If you happen to be involved in software development you know how much it costs and you can’t ignore the chances of reducing defect count and thus increasing the cost-effectiveness of the process. So I started reading this book with much interest also because the word “Practical” in the title looked very promising.
I had some trouble getting over the slightly disturbing detail that a book on defect prevention has been written draining experience and making examples from the development of the Microsoft Windows Vista. Despite this, the book is very well detailed and offers indeed practical approach, though “practical” does not imply that you can easily apply in your working context.
In my workplace software development barely reaches level 2 of CMM and the main management idea is that software development should cost no money and give results by yesterday. In this context (that I feel is not so infrequent) I find it quite hard to ask for simulation software or defect classification software when they cost several thousand bucks.

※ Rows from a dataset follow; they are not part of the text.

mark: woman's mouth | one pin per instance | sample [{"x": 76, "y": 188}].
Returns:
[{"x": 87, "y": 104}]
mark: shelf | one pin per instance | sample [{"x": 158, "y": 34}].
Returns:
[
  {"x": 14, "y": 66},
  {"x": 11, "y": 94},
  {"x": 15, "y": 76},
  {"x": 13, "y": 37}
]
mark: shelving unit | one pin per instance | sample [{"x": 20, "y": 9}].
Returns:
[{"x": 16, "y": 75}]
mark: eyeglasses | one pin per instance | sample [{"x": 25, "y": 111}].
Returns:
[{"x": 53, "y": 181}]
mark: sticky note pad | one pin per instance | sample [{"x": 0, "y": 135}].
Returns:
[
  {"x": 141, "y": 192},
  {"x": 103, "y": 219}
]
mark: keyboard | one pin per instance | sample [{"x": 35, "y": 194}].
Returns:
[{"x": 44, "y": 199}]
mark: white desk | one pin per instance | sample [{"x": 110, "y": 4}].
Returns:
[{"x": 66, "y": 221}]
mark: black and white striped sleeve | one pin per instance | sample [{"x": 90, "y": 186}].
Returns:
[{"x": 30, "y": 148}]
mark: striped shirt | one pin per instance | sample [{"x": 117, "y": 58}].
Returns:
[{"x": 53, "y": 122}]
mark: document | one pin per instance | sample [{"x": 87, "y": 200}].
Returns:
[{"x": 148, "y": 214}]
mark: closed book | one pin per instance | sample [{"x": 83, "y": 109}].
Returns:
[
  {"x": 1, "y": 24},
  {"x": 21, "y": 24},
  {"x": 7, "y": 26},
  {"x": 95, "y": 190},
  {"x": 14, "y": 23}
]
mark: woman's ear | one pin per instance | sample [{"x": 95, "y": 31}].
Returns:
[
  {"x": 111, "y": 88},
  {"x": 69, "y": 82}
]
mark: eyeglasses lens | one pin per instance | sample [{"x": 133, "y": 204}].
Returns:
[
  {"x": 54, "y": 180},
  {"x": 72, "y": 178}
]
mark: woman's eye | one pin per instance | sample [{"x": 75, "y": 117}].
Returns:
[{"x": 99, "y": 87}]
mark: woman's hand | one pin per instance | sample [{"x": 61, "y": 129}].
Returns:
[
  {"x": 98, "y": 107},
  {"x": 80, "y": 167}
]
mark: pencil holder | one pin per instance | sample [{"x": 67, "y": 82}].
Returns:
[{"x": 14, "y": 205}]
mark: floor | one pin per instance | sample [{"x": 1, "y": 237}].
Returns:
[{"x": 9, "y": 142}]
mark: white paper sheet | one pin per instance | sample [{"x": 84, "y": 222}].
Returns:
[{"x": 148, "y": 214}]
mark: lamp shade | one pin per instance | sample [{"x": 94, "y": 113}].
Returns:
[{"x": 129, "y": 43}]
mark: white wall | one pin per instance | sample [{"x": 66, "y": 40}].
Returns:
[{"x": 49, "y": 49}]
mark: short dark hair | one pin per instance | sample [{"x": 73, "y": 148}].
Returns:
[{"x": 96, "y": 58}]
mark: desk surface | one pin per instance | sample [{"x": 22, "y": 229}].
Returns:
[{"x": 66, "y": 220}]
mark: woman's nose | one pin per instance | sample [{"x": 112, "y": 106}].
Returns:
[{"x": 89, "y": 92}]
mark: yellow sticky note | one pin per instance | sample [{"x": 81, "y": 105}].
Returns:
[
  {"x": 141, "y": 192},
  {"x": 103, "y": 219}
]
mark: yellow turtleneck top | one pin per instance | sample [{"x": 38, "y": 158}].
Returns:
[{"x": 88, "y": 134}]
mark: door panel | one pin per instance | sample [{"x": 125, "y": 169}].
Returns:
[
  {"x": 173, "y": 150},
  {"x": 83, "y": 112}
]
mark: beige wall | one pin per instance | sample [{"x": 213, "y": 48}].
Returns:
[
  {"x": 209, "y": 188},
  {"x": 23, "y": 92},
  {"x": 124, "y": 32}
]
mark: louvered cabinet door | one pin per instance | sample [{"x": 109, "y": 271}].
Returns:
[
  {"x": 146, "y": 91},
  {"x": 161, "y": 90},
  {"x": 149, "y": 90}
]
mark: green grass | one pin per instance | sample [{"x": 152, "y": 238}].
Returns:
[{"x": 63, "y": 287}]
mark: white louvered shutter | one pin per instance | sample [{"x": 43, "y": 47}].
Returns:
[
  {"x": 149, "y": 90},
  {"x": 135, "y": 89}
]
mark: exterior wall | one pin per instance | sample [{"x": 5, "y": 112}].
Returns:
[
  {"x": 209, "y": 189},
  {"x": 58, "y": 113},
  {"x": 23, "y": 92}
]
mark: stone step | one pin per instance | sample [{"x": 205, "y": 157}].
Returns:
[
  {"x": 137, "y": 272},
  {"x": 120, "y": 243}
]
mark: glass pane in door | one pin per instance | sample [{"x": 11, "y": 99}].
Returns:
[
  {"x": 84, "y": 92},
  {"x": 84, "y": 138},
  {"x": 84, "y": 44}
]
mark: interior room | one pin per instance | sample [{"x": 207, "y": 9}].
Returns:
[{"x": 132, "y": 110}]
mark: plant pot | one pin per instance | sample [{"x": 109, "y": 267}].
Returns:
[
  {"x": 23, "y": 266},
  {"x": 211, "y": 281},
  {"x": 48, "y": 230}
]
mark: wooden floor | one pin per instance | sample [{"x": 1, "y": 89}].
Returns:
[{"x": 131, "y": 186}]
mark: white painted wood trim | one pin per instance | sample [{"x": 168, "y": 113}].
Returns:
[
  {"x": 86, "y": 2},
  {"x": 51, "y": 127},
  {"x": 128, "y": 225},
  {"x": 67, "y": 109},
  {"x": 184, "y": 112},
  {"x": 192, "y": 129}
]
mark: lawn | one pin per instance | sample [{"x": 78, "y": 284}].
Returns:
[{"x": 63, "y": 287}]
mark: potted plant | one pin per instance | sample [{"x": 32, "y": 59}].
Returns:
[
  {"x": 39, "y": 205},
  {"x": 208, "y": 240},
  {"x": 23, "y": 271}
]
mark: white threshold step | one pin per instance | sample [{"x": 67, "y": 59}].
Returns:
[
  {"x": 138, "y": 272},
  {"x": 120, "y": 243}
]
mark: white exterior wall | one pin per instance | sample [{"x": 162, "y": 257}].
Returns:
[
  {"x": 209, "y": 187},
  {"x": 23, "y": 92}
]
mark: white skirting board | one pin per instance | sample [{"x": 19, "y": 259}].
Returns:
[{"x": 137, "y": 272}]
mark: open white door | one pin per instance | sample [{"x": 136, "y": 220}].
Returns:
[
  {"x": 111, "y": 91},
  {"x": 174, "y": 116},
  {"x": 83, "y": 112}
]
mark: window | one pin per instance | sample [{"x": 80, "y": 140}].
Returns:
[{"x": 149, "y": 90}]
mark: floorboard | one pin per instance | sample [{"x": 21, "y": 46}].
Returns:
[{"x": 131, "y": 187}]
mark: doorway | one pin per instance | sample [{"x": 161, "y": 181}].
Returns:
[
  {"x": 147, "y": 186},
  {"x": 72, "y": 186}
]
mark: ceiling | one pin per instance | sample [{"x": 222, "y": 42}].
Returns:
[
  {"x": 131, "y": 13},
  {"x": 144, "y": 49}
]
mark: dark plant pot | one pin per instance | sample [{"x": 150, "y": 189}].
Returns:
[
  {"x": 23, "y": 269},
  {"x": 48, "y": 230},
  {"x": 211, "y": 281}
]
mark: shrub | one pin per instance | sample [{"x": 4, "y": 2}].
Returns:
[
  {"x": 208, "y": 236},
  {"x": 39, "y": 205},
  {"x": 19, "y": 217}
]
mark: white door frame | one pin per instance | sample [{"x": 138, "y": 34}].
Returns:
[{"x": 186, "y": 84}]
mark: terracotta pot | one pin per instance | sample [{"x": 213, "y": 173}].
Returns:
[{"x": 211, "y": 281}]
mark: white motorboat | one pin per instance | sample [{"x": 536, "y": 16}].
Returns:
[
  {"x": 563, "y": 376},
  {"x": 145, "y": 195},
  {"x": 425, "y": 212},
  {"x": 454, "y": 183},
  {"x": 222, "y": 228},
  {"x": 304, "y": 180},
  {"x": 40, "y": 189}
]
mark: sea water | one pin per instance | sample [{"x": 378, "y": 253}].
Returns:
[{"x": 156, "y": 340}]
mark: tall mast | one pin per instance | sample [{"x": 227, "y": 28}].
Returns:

Anyway, the overall structure of the book is good in teaching what is the state of the art in preventing software defects, but basically it sums up to go up in the CMM level.
Some points in the book made me raise my eyebrow more than once. For example, when praising the qualities of code review the author states that the best time to peer review the code is as soon as it is written, even before it is run through the compiler. The reason is that in this way the maximum number of errors is caught by the process. That’s puzzling because a great deal of the same errors may be caught automatically by the compiler itself. So, though the number of detected errors is high, the advantage in doing so seems IMHO quite reduced.
Nonetheless, I think this is a good read worth reading, even if most of us fellow programmers won’t see any of those techniques in their everyday software development (I’m not talking with you working at NASA ;-)).